C’est selon une enquête établie par deux inspecteurs en 2012 concernant la gouvernance de cet établissement public parisien que de nombreuses irrégularités ont été mises en avant courant février 2013. La main mise de l’ancien directeur du théâtre fait appel aux doutes et a nécessité l’ouverture d’enquêtes. Des dépenses inexpliquées auraient débuté à partir de 2006 sous la présidence de Gérard Violette (président de 1985 à 2008) continuant sous l’actuel directeur Emmanuel Demarcy-Mota. Le rapport dénonce une autorité accaparée par Gérard Violette; alors que le théâtre est dépendant à 80% des subventions de la ville à hauteur de 10 millions et demi d’euros et qu’il ne peut être régit que par une seule personne. Cette plateforme tournante de la culture accueille chaque année environ 250 000 personnes répartie en deux sites (Place du Châtelet et rue des Abbesses). Au devant de la scène artistique, des problèmes financiers et de corruption ont tout de même échappé aux membres du conseil d’administration et aux autorités extérieures.

Des points opaques

La chambre régionale des comptes s’interroge sur différents cas, notamment sur le départ à la retraite de M.Violette, qui en plus des indemnités prévues par la convention collective aurait touché une gratification mirobolante d’un montant de 98. 056 euros. Ou encore, elle se questionne sur une prime qui aurait été versée par le maire socialiste Bertrand Delanoe (dont la mairie de Paris dément tout acte du maire) dans des conditions opaques entre 2007 et 2008 dont il fut bénéficiaire. Un éclaircissement sur le montant des primes a cependant été apporté par M.Violette indiquant qu’il en avait autorisé le dépassement du plafond pour lui même et certains de ses collaborateurs. Le directeur a fait du théâtre une hégémonie laissant de coté les membres du conseil d’administration de l’association qui le régente. Son prédécesseur pourrait bien suivre ses traces, car sa nomination à la tête du théâtre les a substitué de leurs pouvoirs d’élection.

Une résolution sous la contrainte des municipales?

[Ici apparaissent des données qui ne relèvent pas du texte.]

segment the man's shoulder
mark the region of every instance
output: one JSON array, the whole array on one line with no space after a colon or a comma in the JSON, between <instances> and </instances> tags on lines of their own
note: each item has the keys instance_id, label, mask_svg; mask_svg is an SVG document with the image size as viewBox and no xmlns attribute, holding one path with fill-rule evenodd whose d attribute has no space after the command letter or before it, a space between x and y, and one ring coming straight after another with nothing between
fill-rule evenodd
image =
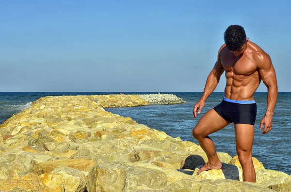
<instances>
[{"instance_id":1,"label":"man's shoulder","mask_svg":"<svg viewBox=\"0 0 291 192\"><path fill-rule=\"evenodd\" d=\"M255 60L259 62L264 62L266 60L270 59L270 56L264 51L259 46L253 42L250 43L250 55Z\"/></svg>"},{"instance_id":2,"label":"man's shoulder","mask_svg":"<svg viewBox=\"0 0 291 192\"><path fill-rule=\"evenodd\" d=\"M221 56L222 53L223 53L223 52L225 52L226 51L228 50L228 49L227 48L227 47L226 46L226 44L224 44L222 45L221 45L221 46L220 47L220 48L219 48L219 50L218 50L218 56Z\"/></svg>"}]
</instances>

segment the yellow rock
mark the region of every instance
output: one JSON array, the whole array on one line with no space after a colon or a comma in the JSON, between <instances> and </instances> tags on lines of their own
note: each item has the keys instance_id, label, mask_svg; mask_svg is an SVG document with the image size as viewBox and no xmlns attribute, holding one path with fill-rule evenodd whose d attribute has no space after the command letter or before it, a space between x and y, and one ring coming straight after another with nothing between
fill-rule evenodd
<instances>
[{"instance_id":1,"label":"yellow rock","mask_svg":"<svg viewBox=\"0 0 291 192\"><path fill-rule=\"evenodd\" d=\"M142 129L140 130L134 131L129 133L129 135L131 136L137 135L149 135L149 131L146 129Z\"/></svg>"},{"instance_id":2,"label":"yellow rock","mask_svg":"<svg viewBox=\"0 0 291 192\"><path fill-rule=\"evenodd\" d=\"M119 133L115 133L112 132L108 132L107 131L98 131L96 132L94 136L96 137L101 137L103 135L116 135L117 138L123 138L128 135Z\"/></svg>"},{"instance_id":3,"label":"yellow rock","mask_svg":"<svg viewBox=\"0 0 291 192\"><path fill-rule=\"evenodd\" d=\"M64 153L59 153L56 157L65 157L69 158L71 156L77 153L78 151L75 150L67 150Z\"/></svg>"},{"instance_id":4,"label":"yellow rock","mask_svg":"<svg viewBox=\"0 0 291 192\"><path fill-rule=\"evenodd\" d=\"M73 136L76 139L85 139L90 137L90 135L88 133L86 132L78 132L74 133Z\"/></svg>"},{"instance_id":5,"label":"yellow rock","mask_svg":"<svg viewBox=\"0 0 291 192\"><path fill-rule=\"evenodd\" d=\"M256 172L256 182L266 187L291 182L291 177L280 171L260 169Z\"/></svg>"},{"instance_id":6,"label":"yellow rock","mask_svg":"<svg viewBox=\"0 0 291 192\"><path fill-rule=\"evenodd\" d=\"M62 142L65 136L65 134L56 130L49 132L48 135L59 143Z\"/></svg>"},{"instance_id":7,"label":"yellow rock","mask_svg":"<svg viewBox=\"0 0 291 192\"><path fill-rule=\"evenodd\" d=\"M235 165L222 163L221 169L211 169L203 171L197 175L199 168L195 169L193 176L195 179L230 179L242 181L242 169Z\"/></svg>"},{"instance_id":8,"label":"yellow rock","mask_svg":"<svg viewBox=\"0 0 291 192\"><path fill-rule=\"evenodd\" d=\"M33 137L34 137L35 139L37 139L37 138L38 138L38 133L39 133L39 132L42 131L45 131L45 130L43 129L38 129L36 130Z\"/></svg>"},{"instance_id":9,"label":"yellow rock","mask_svg":"<svg viewBox=\"0 0 291 192\"><path fill-rule=\"evenodd\" d=\"M154 164L160 167L166 168L168 169L173 169L175 170L177 170L177 169L175 166L167 162L161 162L160 161L156 161L151 162L151 164Z\"/></svg>"},{"instance_id":10,"label":"yellow rock","mask_svg":"<svg viewBox=\"0 0 291 192\"><path fill-rule=\"evenodd\" d=\"M4 191L41 191L52 192L52 189L40 182L39 178L33 173L29 173L18 179L0 180L0 190Z\"/></svg>"},{"instance_id":11,"label":"yellow rock","mask_svg":"<svg viewBox=\"0 0 291 192\"><path fill-rule=\"evenodd\" d=\"M40 176L42 183L54 192L83 192L86 176L79 170L67 167L59 167L50 173Z\"/></svg>"},{"instance_id":12,"label":"yellow rock","mask_svg":"<svg viewBox=\"0 0 291 192\"><path fill-rule=\"evenodd\" d=\"M39 151L38 151L32 148L31 146L24 146L22 148L23 151L28 151L31 153L39 153Z\"/></svg>"},{"instance_id":13,"label":"yellow rock","mask_svg":"<svg viewBox=\"0 0 291 192\"><path fill-rule=\"evenodd\" d=\"M256 172L260 169L265 169L264 165L261 162L259 161L258 159L253 157L253 162L254 163L254 167L255 167L255 170ZM230 160L228 164L233 164L236 165L240 168L242 168L242 165L239 161L239 157L237 155L233 157L233 158Z\"/></svg>"},{"instance_id":14,"label":"yellow rock","mask_svg":"<svg viewBox=\"0 0 291 192\"><path fill-rule=\"evenodd\" d=\"M85 158L65 159L41 162L34 165L31 171L37 175L50 173L56 167L65 166L78 169L84 172L88 172L95 165L95 162Z\"/></svg>"}]
</instances>

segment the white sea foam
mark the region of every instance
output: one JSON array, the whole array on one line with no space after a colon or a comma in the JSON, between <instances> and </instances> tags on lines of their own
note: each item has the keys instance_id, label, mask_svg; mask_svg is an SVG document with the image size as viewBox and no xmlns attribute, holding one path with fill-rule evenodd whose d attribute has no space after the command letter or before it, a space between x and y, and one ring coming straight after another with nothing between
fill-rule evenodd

Seulement, un rapport de l’AFP a  retiré le terme « d’illégale» à l’affaire mettant en cause la culpabilité de M.Violette. L’importante somme qu’il aurait reçu, présentée comme «une gratification» est selon Bruno Julliard (adjoint au Maire de Paris chargé de la culture), une «indemnité de mise à la retraite selon la convention collective».  Il a qualifié la prime de 75.000 euros de «licite au regard du droit du travail et calculée en fonction des revenus de M.Violette et de son ancienneté». La mairie de Paris a donc éteint tous soupçons sous la houle des municipales qui approchent mettant en avant une passe d’armes gauche-droite. Bien que les élus UMP de Pairs aient demandé des comptes à la mairie de Paris, le socialiste, Bertrand Delanoe a été mis hors de cause car cet acte n’est pas dans ses compétences. Il a aussi mis en avant une  « parité » des partis au sein du conseil d’administration qui compte 25 membres dont 12 élus de la ville avec 8 de gauche et 4 de droite.

Entre entorse au contrat et corruption, la lumière a été mise sur des «dysfonctionnements» concernant la gérance du théâtre dit «public». Au profit de la culture, le théâtre de la Ville, vu comme une machine à sous alors qu’il est régi et fixé par des organismes à but non lucratif est cependant le lieu et un prétexte d’attaque des partis politiques en marche vers les municipales.